David Gassko of The Hardball Times has a feature he calls the THT dartboard. They rank all 30 Major League Baseball teams by something they call the "dartboard factor", which is the number of wins a team would be expected to get -- over the 162-game season -- if they played an average schedule and hadn't gotten particularly unlucky or lucky in winning close games.
This seems like the exact opposite of what I would call a "dartboard factor". I would think the "dartboard factor" would be how much of a team's record is due to luck, or to playing an easy or hard schedule. Incidentally, I'd say that strength of schedule is a luck issue, because the schedule makers aren't supposed to take into account which teams are easy and which teams are hard, so it's not nearly important in baseball as it is in a sport like (American) football.
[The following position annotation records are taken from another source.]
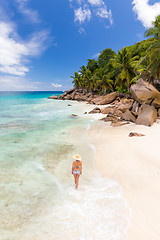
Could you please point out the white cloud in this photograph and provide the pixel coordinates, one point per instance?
(82, 14)
(103, 13)
(13, 83)
(15, 53)
(56, 85)
(85, 9)
(95, 2)
(31, 14)
(146, 13)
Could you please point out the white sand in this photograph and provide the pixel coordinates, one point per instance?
(135, 164)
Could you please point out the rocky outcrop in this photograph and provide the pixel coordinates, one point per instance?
(108, 110)
(95, 110)
(102, 100)
(144, 92)
(125, 104)
(52, 97)
(156, 103)
(147, 115)
(141, 107)
(128, 116)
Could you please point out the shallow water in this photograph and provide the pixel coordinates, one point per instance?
(37, 197)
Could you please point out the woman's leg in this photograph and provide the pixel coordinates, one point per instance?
(74, 178)
(77, 180)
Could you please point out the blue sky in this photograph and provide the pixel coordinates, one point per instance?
(42, 43)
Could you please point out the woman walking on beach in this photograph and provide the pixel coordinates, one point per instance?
(77, 169)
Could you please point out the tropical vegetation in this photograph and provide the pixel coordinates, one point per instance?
(117, 71)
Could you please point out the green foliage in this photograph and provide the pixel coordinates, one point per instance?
(116, 72)
(105, 56)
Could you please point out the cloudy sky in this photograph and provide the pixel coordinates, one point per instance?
(42, 43)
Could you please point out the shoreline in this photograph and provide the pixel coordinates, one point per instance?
(134, 164)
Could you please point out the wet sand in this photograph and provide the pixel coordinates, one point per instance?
(134, 162)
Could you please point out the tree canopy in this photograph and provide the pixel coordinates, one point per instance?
(117, 71)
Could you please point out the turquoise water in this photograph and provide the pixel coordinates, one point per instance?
(38, 137)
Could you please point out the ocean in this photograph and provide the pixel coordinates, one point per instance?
(38, 201)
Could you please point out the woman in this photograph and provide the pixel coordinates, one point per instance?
(77, 169)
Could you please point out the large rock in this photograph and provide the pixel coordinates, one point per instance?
(95, 110)
(118, 113)
(144, 92)
(147, 115)
(156, 103)
(102, 100)
(110, 118)
(135, 107)
(108, 110)
(125, 104)
(52, 97)
(128, 116)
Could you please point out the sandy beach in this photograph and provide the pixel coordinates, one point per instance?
(134, 163)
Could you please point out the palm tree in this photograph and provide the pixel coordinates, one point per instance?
(101, 80)
(153, 52)
(77, 80)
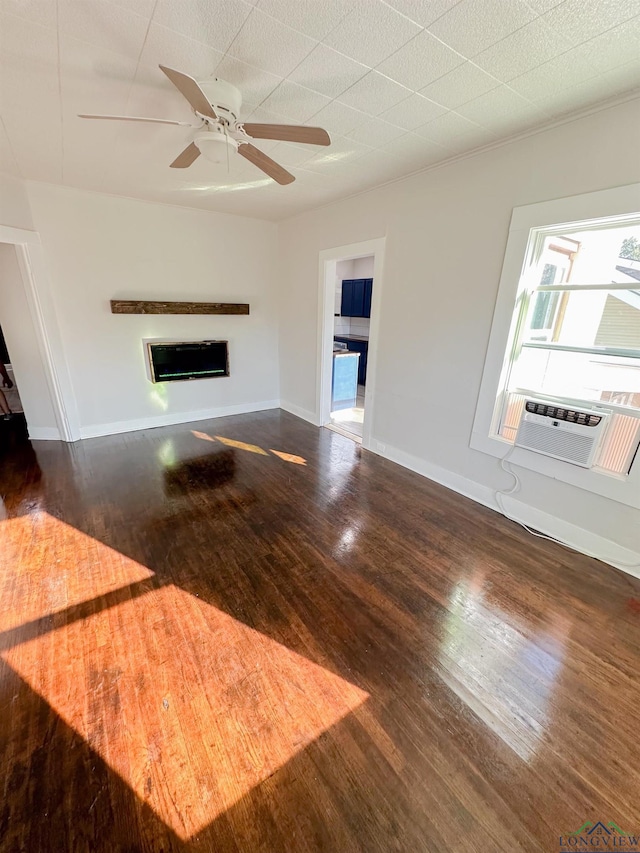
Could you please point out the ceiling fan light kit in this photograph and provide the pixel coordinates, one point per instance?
(221, 133)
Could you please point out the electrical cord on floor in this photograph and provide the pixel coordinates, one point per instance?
(501, 493)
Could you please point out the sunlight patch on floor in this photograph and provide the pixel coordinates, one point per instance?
(251, 448)
(192, 723)
(47, 566)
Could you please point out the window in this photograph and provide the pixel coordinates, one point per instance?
(567, 330)
(578, 331)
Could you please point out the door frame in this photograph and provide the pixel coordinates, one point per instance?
(35, 283)
(328, 259)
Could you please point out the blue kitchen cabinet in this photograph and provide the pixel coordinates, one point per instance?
(368, 293)
(356, 297)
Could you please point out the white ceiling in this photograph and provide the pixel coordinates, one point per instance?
(399, 85)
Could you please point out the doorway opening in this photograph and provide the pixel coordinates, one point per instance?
(351, 328)
(13, 426)
(351, 277)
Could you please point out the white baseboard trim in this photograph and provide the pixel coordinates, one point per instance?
(43, 433)
(299, 412)
(116, 427)
(575, 537)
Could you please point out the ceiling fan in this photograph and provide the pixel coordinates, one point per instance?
(217, 106)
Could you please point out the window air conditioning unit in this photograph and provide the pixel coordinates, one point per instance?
(572, 435)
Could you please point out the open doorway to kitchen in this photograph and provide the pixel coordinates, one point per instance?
(350, 285)
(13, 426)
(351, 328)
(38, 394)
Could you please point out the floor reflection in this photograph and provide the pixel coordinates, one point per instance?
(204, 472)
(504, 677)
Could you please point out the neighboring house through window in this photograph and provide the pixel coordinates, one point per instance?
(573, 338)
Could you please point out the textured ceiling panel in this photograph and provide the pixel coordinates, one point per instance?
(399, 85)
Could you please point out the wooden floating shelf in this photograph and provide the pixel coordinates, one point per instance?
(119, 306)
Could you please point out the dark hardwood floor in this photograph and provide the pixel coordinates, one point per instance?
(251, 635)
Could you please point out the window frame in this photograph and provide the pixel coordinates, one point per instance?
(598, 208)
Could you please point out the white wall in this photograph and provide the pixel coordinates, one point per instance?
(100, 248)
(14, 203)
(22, 343)
(446, 232)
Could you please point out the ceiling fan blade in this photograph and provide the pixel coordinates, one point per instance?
(269, 166)
(135, 118)
(288, 133)
(188, 87)
(186, 158)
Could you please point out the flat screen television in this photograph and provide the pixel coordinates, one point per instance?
(175, 362)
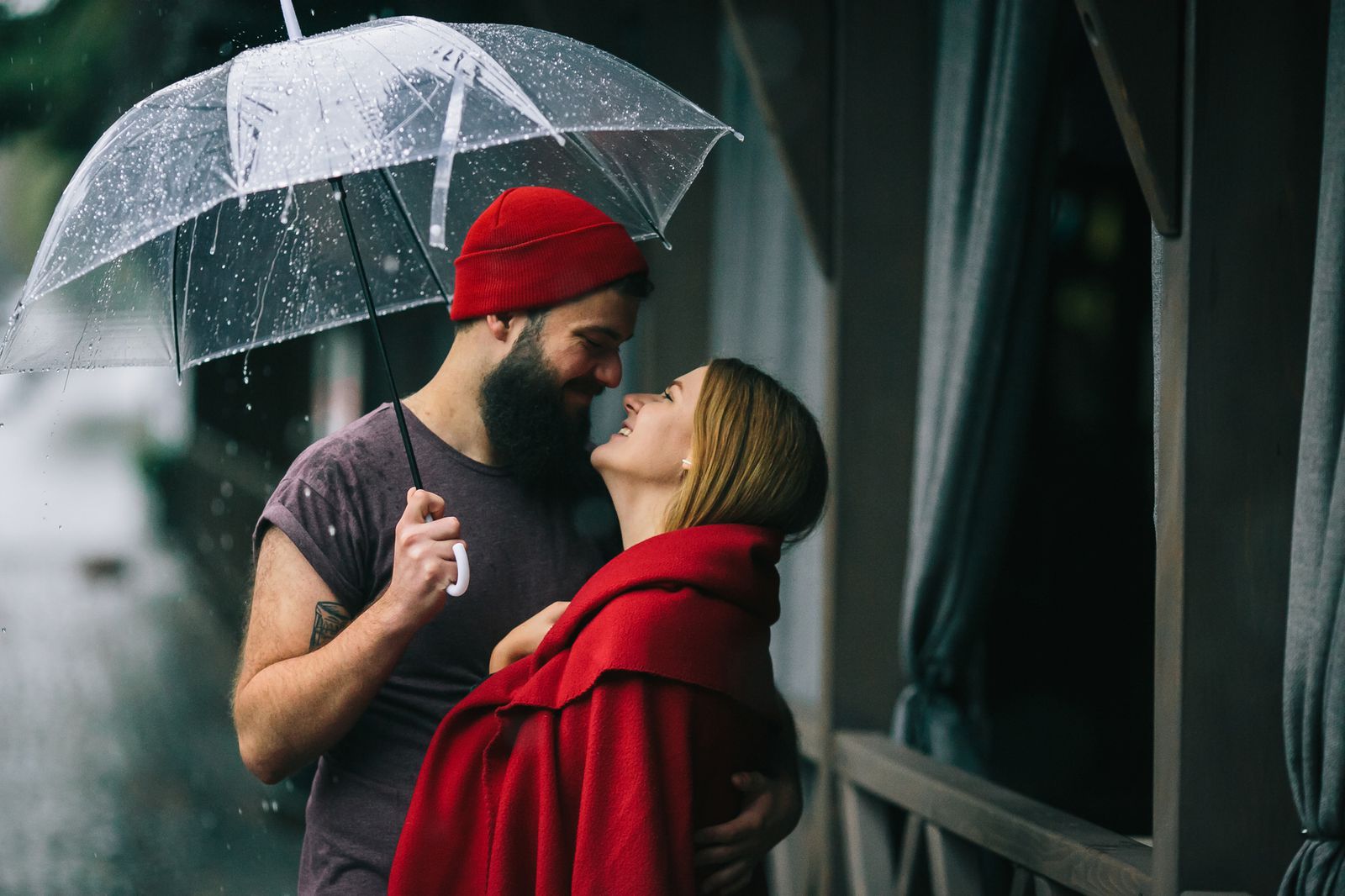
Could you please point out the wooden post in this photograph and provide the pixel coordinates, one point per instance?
(881, 165)
(1234, 309)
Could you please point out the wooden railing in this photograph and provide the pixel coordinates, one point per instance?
(948, 820)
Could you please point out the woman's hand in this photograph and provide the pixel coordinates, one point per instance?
(525, 636)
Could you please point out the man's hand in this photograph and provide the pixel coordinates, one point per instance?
(524, 638)
(771, 810)
(423, 560)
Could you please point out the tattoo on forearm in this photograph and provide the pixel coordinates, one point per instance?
(329, 619)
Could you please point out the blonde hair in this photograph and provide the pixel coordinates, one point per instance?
(757, 456)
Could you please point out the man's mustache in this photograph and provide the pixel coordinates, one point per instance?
(587, 387)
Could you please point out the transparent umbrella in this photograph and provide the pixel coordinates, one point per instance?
(327, 179)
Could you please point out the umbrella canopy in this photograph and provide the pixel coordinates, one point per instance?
(206, 222)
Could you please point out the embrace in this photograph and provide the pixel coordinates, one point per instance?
(598, 714)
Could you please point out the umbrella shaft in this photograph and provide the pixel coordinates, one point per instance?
(340, 192)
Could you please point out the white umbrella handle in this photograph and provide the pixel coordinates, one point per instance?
(464, 569)
(287, 8)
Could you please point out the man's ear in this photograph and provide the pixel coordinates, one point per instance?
(502, 324)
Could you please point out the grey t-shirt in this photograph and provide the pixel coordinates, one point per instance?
(340, 503)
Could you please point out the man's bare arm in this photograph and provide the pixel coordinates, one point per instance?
(309, 672)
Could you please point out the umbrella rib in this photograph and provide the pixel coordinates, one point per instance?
(639, 201)
(172, 300)
(340, 190)
(416, 237)
(400, 74)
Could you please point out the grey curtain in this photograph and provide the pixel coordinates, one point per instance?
(985, 256)
(1315, 651)
(768, 306)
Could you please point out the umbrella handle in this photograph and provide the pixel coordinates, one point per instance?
(464, 569)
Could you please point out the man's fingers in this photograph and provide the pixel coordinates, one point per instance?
(716, 856)
(421, 503)
(751, 782)
(735, 876)
(443, 529)
(731, 831)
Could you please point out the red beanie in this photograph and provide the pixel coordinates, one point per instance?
(535, 248)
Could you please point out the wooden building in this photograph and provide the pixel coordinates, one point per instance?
(1136, 723)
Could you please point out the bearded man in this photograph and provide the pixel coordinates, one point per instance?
(353, 651)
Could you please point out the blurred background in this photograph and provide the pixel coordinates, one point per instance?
(128, 501)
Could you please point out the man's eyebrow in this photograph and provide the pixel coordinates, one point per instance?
(607, 331)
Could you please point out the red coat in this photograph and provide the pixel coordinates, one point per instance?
(587, 767)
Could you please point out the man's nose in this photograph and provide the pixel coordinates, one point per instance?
(609, 372)
(636, 401)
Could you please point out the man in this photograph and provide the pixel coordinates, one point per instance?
(354, 653)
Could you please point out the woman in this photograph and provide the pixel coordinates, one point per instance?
(585, 767)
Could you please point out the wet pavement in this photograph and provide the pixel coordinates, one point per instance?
(119, 768)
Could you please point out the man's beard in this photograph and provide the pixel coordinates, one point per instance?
(531, 432)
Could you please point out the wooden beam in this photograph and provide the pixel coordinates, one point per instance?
(1138, 53)
(868, 841)
(786, 47)
(954, 864)
(1047, 841)
(1234, 302)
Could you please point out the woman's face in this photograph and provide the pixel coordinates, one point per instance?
(656, 436)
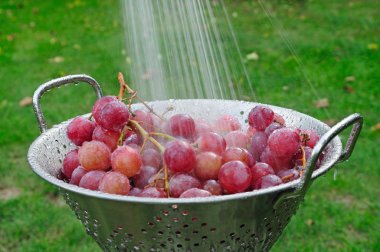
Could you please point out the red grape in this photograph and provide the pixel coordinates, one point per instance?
(211, 142)
(80, 130)
(94, 155)
(213, 187)
(284, 142)
(181, 182)
(70, 162)
(152, 192)
(182, 125)
(208, 165)
(126, 160)
(142, 179)
(227, 123)
(110, 138)
(237, 139)
(267, 181)
(235, 176)
(194, 193)
(91, 179)
(260, 117)
(258, 144)
(134, 191)
(113, 116)
(238, 154)
(77, 175)
(114, 182)
(151, 157)
(259, 170)
(179, 156)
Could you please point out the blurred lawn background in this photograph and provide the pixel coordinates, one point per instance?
(337, 41)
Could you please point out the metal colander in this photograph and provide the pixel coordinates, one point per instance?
(250, 221)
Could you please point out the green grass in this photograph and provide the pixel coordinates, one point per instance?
(331, 38)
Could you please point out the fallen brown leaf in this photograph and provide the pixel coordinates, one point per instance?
(348, 88)
(25, 101)
(350, 79)
(322, 103)
(376, 127)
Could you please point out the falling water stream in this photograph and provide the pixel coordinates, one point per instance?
(183, 49)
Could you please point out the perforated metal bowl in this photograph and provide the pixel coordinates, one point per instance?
(250, 221)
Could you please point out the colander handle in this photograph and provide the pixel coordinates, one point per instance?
(357, 121)
(56, 83)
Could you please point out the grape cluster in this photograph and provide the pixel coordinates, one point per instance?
(138, 153)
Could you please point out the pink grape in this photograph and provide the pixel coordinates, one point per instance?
(70, 162)
(208, 165)
(260, 170)
(80, 130)
(142, 179)
(272, 127)
(258, 144)
(132, 138)
(181, 182)
(194, 193)
(211, 142)
(100, 103)
(276, 162)
(113, 116)
(236, 138)
(152, 192)
(126, 160)
(227, 123)
(94, 155)
(267, 181)
(279, 119)
(284, 142)
(288, 175)
(238, 154)
(134, 191)
(91, 179)
(213, 187)
(260, 117)
(114, 182)
(179, 156)
(235, 177)
(77, 175)
(110, 138)
(151, 157)
(182, 125)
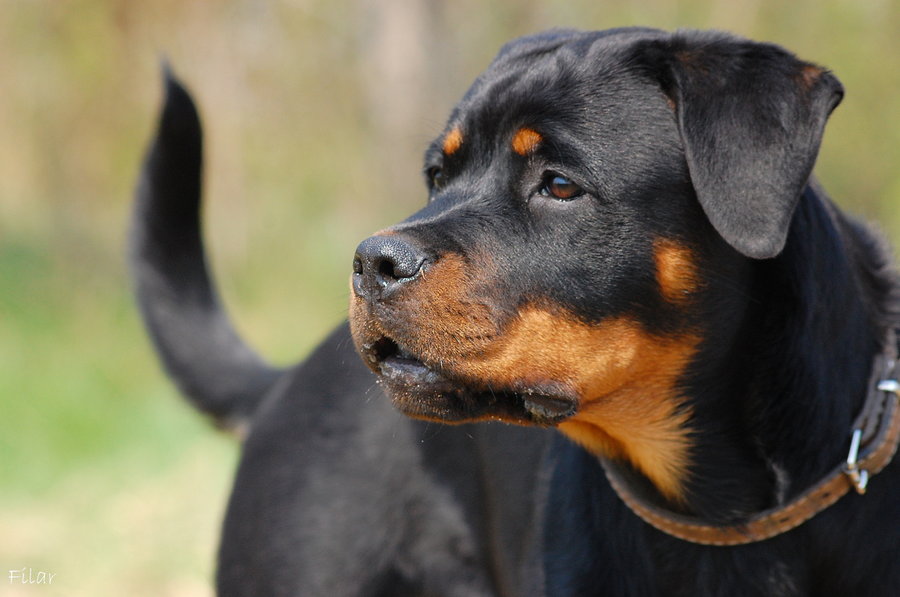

For example, they say the Phillies will go 78-84 this season, and they call 78 the "dartboard factor". The Phillies are currently 37-35; over 162 games that projects to 83-79. (There ought to be some regression to the mean taken into account here, but the mean is a .500 team anyway, so I'll ignore it.) So if I were going to call anything the "dartboard factor", it would be the five "extra" games that the Phillies will win (assuming they keep going at this pace) over the 78 they "should" win. Dartboards are about luck, not skill. I'm reminded of the semi-mythical people who pick stocks by throwing darts, or their modern-day equivalent, the million-dollar waitress.
I won't comment on where their predictions are coming from, because the links in the original post don't actually make it clear.
Also, my guess is that luck doesn't play a big a role in baseball's regular season as it does in, say, football, because there's more time for everything to even out. (Also, football has more season-ending injuries than baseball -- that sort of thing can really screw a team over -- although baseball certainly isn't immune.) Teams get lucky in the playoffs -- anything can happen in a short series.